A Risc-V implementation of the Rainbow MPKC, made for the BADM500 course at University of Southern Denmark. The project is basically a fork of https://github.com/fast-crypto-lab/rainbow-submission-round2 with some extras
Other than having a ported version of the reference implementation from https://github.com/fast-crypto-lab/rainbow-submission-round2 the project files also include a high-level bitsliced implementation written in C and a smaller lookup table tweak for the original code. The bitsliced implementation is quite slow, though lies as a basis on which it is possible to optimize as wanted.
This project is built on PQVexRiscV.
The implementation also allows for continous calls to the verification/signing/key-generation without rebooting the CPU, assuming no jobs currently communicating with the CPU and executable are prematurely killed.
All Python scripts associated with this project uses the libraries in requirements.txt. To run any Python script mentioned in the subsequent sections, make sure to have these installed in your environment.
Before compiling, an implementation should be chosen. The different implementations can be chosen by commenting out some of the lines in src/Ia_Classic_Reference/impl.h
- If
#define SLICE_IMPLis not commented out, then the bitsliced implementation is compiled. - If above is not the case and
#define LOOKUP_INC_ZEROis not commented out (this is the only uncommented line), then the lookup table variant is compiled. - If all lines are commented out, then the standard (ported) implementation is compiled.
Compiling for a simulated PQVexRiscV CPU can be done using
make PLATFORM=pqvexriscvsimBENCHMARKS are only supported for verification currently (though is easily implemented in the others).
In the test/ folder two small scripts can be used to communicate with a target device. Both scripts use pseudo-terminal (pts) devices to communicate with the CPU though should also work with other ways of communicating through UART. Running the simulated CPU using verilator (only tested with verilator 4.102) can be done by
sbt "runMain mupq.PQVexRiscvSim --ram 512,512 --init <path/to/bin-file> --pts"The --pts flag makes sure to open a pts device for communication. The bin-file needed for --init can be found in build/ once compiled (using the provided Makefile).

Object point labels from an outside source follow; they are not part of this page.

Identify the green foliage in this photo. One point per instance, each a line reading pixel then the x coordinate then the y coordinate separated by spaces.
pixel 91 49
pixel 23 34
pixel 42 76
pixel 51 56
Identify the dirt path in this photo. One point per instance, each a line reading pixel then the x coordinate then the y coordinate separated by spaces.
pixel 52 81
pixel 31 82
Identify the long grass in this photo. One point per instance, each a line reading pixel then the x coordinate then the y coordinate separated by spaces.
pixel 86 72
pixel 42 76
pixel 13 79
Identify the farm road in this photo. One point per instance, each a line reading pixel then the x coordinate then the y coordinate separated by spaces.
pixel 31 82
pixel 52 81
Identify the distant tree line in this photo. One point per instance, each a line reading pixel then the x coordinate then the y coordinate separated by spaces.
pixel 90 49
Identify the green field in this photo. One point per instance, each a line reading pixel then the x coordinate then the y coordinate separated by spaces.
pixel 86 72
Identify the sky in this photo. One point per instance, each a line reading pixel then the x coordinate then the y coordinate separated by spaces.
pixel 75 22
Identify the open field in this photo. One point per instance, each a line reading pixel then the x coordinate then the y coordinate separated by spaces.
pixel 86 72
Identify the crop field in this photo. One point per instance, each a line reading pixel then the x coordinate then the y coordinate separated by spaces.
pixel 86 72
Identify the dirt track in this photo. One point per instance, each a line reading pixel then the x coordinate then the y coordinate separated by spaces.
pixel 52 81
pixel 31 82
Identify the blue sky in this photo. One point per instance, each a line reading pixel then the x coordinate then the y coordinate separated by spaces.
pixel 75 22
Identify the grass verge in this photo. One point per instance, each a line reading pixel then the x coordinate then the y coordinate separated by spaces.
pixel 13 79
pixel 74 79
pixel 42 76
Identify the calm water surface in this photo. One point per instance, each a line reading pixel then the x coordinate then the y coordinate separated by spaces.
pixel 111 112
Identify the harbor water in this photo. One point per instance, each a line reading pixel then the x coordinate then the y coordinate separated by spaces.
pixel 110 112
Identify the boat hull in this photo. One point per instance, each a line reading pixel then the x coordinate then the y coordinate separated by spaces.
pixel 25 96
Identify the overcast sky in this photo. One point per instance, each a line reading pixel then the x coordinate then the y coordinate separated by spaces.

Once the CPU is running, the Rainbow executables each expect the following protocol for obtaining keys, signatures and messages:
- Key generation:
- Send a random seed for key generation (48 bytes)
- Message signing
- Send the secret key first
- Send the length of the message (using the protocol below) followed by the message
- Signature verification
- Send the public key first
- Same as the second step for message signing
- Send the signature in the same way that messages were sent (NOTE: One executable runs on the CPU at a time)
The protocol for sending a message or signature along with its length is
- Send a 0 if the length is more than 256
- Continously send lengths of at most 256. E.g. len(message) = 520:
- Send 256
- Send 256
- Send 8
- Send an ending 0
If a nonzero value arrives at the device in the first step, then all subsequent bytes sent are assumed to be part of the message or signature currently being communicated. (NOTE: This protocol is not designed to be greatly secure, just one way of communicating lengths in single bytes at a time)
All the above is handled by the test/kat.py script. A typical call for this script could be
./kat.py -u /dev/pts/2for a CPU being hooked up to the /dev/pts/2 device. Running the script like this will create a KAT_<some numbers> folder with the Known-Answer Test files just used. If the -b flag is used, the script will also benchmark the cycle count and instruction count for the implementation being tested. If you already have a KAT_<some number> folder, this can tested again using -c <some number> where <some number> is the number after the underscore in the folder name. By default, the verification scheme is used by the kat.py script (as this was one focus for the project) though the other functions can be tested by using -f <genkey|verify|sign>
For more flags for the kat.py script, use ./kat.py --help
The test/multitest.sh can also be called to either do bulk-testing or bulk-benchmarking. It will create a KAT_<some number>/<implementation chosen>/bencmarks file if used for benchmarking. This file states the cycles and instructions used for the known-answer test that it resides in.
A report documenting the efforts of this project can be found in the report/ directory. The latex files can be compiled using the makefile situated in that folder (assuming latexmk is installed on your system).
cd report
makeUsing the test/grapher.py script allows for creating bar plots easily, assuming the multitest.sh script has been run prior to execution (to obtain the needed becnhmark files).